The City of Berkeley first became involved officially with programs for the elderly in 1952 when it assumed the administration of a private program operated by four professional women's clubs. Since then, the City's commitment to its aged has grown slowly. It was not until 1963 that the first senior center opened in a Durant Avenue church.
The Division of Aging, created in '1975 as part of the Recreation, Parks and Community Services Department, currently operates two major centers: the University Avenue Senior Center and the South Berkeley Senior Center, both housed in churches. Two other major centers have received funds from the City, but have been operated by non-profit community agencies: the West Berkeley and the YMCA
Over six thousand visits to the existing centers are recorded monthly. Several hundred seniors benefit from outreach programs each month. Each week, 1,175 hot lunches are served at five locations. In addition, the Portable Meals Unit delivers hot lunches to the homebound at cost. Homemaker Services, light housekeeping and personal care, allow many of the elderly to remain at home rather than enter institutions.

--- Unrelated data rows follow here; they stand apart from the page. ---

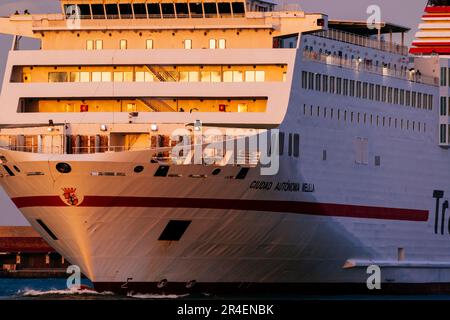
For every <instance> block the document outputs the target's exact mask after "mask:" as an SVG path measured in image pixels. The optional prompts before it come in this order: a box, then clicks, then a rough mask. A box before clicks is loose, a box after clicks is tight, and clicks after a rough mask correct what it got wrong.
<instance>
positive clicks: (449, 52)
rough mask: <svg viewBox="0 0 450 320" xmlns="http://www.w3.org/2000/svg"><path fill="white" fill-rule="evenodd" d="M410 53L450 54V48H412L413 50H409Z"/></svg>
mask: <svg viewBox="0 0 450 320" xmlns="http://www.w3.org/2000/svg"><path fill="white" fill-rule="evenodd" d="M409 53H411V54H433V53H439V54H450V46H445V47H420V48H411V49H409Z"/></svg>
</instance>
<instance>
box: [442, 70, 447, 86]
mask: <svg viewBox="0 0 450 320" xmlns="http://www.w3.org/2000/svg"><path fill="white" fill-rule="evenodd" d="M446 85H447V68H445V67H441V87H443V86H446Z"/></svg>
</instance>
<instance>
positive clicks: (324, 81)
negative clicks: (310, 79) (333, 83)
mask: <svg viewBox="0 0 450 320" xmlns="http://www.w3.org/2000/svg"><path fill="white" fill-rule="evenodd" d="M322 91H323V92H328V76H327V75H323V77H322Z"/></svg>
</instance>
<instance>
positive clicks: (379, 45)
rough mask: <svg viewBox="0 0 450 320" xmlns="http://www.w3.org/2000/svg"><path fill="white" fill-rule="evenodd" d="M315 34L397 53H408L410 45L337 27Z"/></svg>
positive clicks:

These programs flourish in spite of physical settings that can be described as limiting and frustrating at best, and seriously inadequate at worst. The senior centers have endured, despite crowding, noise, lack of privacy and physical barriers, because they answer needs that are served nowhere else. Many programs and services that should exist, do not, simply because there is no room for them. None of the present leased facilities are large enough to accommodate their present use, let alone any increase. Even the limited space available to the senior centers must be shared with other church or community groups. While many of the City's elderly do benefit from these programs, many others have been denied this opportunity because there is no room. Meal service, even at capacity, cannot always meet the demand. Even worse, in a City so aware of the special needs of the handicapped, none of the current centers are suitably designed for those whose handicaps range from the frailty of age to paralysis. Entry is usually at a distance from auto or bus access. Corridors are too narrow. Light levels are insufficient for older eyes. Heat and temperature controls are poor at best. Emergency exiting is inadequate.
Of great concern has been the deep need for permanence, a place that can be counted on. The new buildings - the North Berkeley, Senior Center, and the South Berkeley Senior Center and the West Berkeley Senior Center - are the answer to a long-awaited dream.